While the early evidence is somewhat mixed, in general the news is positive; a Pennsylvania ACO raised quality, and decreased infections and readmission rates, leading to a year over year decrease in medical costs.  Generally, ACOs involve facilities and providers agreeing to focus on specific quality measures and reward performance instead of paying on a fee for service basis.  In PA:

Half of hospitals and physicians’ potential earnings are based on their performance improvement in hospital-acquired infections, patient experience, readmissions, surgical care, and treatment for heart attacks, heart failure and pneumonia. The other half of the earnings are based on the providers’ ability to manage costs across inpatient care, outpatient care, ancillary care, home health services and prescription drugs.

There are problems inherent in the model; patient satisfaction is a tough metric to achieve when ER patients only want narcotics for their pain, while readmission rates are going to be higher when patients refuse to be responsible for post-discharge care. Our daughter works in an inner-city ER and this is all too common; patients KNOW these are key criteria and tell care givers they will downscore them if they don’t get their meds.

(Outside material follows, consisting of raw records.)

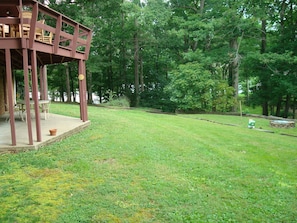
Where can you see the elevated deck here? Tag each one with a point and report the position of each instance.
(31, 25)
(32, 35)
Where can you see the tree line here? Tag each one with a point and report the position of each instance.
(193, 55)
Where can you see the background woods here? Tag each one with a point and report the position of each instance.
(202, 55)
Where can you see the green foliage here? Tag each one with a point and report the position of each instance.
(158, 99)
(192, 87)
(114, 100)
(135, 166)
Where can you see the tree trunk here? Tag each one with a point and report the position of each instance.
(234, 68)
(90, 88)
(68, 92)
(136, 65)
(294, 107)
(263, 50)
(278, 107)
(202, 3)
(287, 106)
(141, 74)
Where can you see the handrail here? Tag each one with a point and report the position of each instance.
(65, 32)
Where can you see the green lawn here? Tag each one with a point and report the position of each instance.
(136, 166)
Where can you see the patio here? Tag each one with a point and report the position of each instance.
(66, 126)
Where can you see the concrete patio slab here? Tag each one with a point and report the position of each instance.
(65, 126)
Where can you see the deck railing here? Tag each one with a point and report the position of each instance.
(37, 22)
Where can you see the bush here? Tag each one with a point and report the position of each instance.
(157, 99)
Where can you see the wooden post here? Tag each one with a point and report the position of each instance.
(35, 94)
(82, 90)
(10, 95)
(27, 97)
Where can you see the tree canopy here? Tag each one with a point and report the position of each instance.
(201, 55)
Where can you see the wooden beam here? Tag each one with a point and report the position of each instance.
(10, 95)
(27, 97)
(35, 94)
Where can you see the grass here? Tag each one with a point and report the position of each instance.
(135, 166)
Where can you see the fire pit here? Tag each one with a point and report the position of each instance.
(282, 124)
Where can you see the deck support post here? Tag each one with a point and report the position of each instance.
(35, 94)
(43, 82)
(27, 97)
(10, 95)
(82, 90)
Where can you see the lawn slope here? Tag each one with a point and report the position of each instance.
(136, 166)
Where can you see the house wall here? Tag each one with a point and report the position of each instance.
(2, 91)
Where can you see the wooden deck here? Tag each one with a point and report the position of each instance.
(65, 126)
(55, 37)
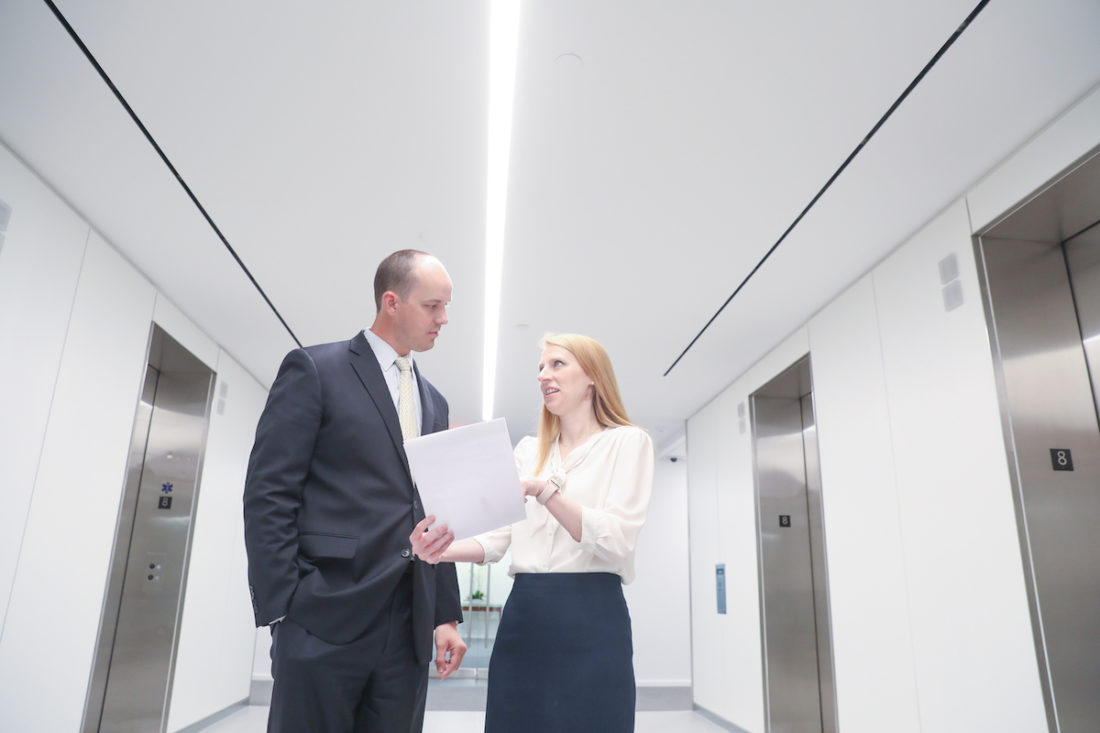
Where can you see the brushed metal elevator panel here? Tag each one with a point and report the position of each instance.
(799, 678)
(135, 653)
(1044, 310)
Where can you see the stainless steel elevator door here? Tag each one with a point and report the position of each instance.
(799, 681)
(132, 676)
(1042, 282)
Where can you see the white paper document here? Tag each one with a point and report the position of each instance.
(466, 477)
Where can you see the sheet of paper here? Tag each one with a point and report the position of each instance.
(466, 477)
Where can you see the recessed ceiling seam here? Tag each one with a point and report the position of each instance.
(167, 163)
(912, 85)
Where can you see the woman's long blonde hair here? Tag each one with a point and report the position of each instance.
(606, 402)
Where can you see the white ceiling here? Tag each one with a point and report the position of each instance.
(659, 150)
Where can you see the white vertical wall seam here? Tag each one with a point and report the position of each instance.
(899, 500)
(42, 442)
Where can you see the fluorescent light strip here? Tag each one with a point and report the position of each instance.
(504, 32)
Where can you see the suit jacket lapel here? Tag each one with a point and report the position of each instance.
(370, 373)
(427, 406)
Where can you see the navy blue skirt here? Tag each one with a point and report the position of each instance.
(563, 657)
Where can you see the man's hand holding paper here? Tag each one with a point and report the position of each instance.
(468, 481)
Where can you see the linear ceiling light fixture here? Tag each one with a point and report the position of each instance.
(504, 32)
(912, 85)
(167, 163)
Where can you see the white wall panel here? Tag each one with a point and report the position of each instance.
(40, 263)
(184, 330)
(213, 664)
(53, 619)
(1057, 145)
(660, 595)
(871, 637)
(704, 440)
(975, 659)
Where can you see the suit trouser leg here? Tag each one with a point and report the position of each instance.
(372, 685)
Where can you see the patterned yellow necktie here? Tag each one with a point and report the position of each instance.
(406, 404)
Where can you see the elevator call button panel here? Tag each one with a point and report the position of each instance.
(1062, 459)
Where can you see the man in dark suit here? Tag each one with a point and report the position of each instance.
(329, 506)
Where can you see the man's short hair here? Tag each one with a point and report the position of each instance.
(395, 273)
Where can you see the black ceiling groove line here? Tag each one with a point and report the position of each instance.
(167, 163)
(912, 85)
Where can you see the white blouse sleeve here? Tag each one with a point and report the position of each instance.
(611, 532)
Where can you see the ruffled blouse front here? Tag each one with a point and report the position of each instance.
(611, 476)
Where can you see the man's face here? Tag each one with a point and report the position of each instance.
(417, 320)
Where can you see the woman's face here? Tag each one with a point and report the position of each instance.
(564, 385)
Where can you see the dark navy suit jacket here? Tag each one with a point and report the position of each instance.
(329, 502)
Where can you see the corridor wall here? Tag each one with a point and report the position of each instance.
(75, 320)
(930, 614)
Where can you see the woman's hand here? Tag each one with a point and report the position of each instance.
(429, 545)
(532, 488)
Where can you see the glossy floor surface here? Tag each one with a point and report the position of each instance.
(253, 719)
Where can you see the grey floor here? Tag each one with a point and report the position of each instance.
(458, 706)
(253, 719)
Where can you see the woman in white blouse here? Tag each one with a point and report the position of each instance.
(562, 656)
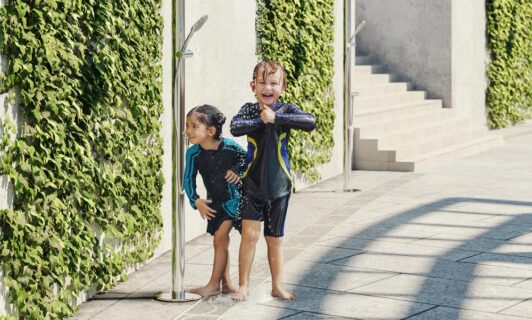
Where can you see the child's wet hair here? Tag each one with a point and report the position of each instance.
(210, 116)
(269, 67)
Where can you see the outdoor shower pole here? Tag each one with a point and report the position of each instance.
(179, 52)
(348, 112)
(349, 45)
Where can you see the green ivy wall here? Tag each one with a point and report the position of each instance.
(86, 167)
(509, 31)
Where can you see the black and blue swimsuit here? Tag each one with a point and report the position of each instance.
(212, 166)
(267, 169)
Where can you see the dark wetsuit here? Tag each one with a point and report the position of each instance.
(212, 166)
(267, 181)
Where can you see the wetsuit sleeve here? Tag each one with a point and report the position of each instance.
(295, 118)
(239, 160)
(191, 171)
(245, 122)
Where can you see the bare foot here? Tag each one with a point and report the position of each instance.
(283, 294)
(241, 294)
(206, 291)
(228, 288)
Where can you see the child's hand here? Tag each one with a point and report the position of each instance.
(232, 177)
(267, 114)
(206, 212)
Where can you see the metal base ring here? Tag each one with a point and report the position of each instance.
(177, 297)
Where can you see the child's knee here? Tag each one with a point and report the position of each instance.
(276, 242)
(250, 235)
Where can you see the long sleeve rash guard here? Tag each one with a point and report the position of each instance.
(267, 167)
(212, 166)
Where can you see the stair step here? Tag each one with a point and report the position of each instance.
(377, 101)
(440, 156)
(368, 69)
(399, 130)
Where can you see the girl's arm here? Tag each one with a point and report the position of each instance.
(191, 171)
(246, 120)
(295, 118)
(237, 163)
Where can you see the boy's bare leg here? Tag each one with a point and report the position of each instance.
(250, 236)
(227, 286)
(220, 264)
(275, 259)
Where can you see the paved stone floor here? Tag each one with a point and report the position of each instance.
(451, 242)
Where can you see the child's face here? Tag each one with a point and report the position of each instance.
(270, 89)
(197, 132)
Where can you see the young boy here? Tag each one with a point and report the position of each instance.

Nonetheless, it’s a far better financial model than fee for service as it doesn’t incent more care and higher intensity care.

Notably, it’s hard to find any evidence of ACOs in work comp.  I’d be most grateful if readers could point me to any reports or information related to alternative delivery systems in WC; while there are some bundled payment models, and a couple episode-of-care pilots I’m aware of, there’s just not much going on as far as I can see.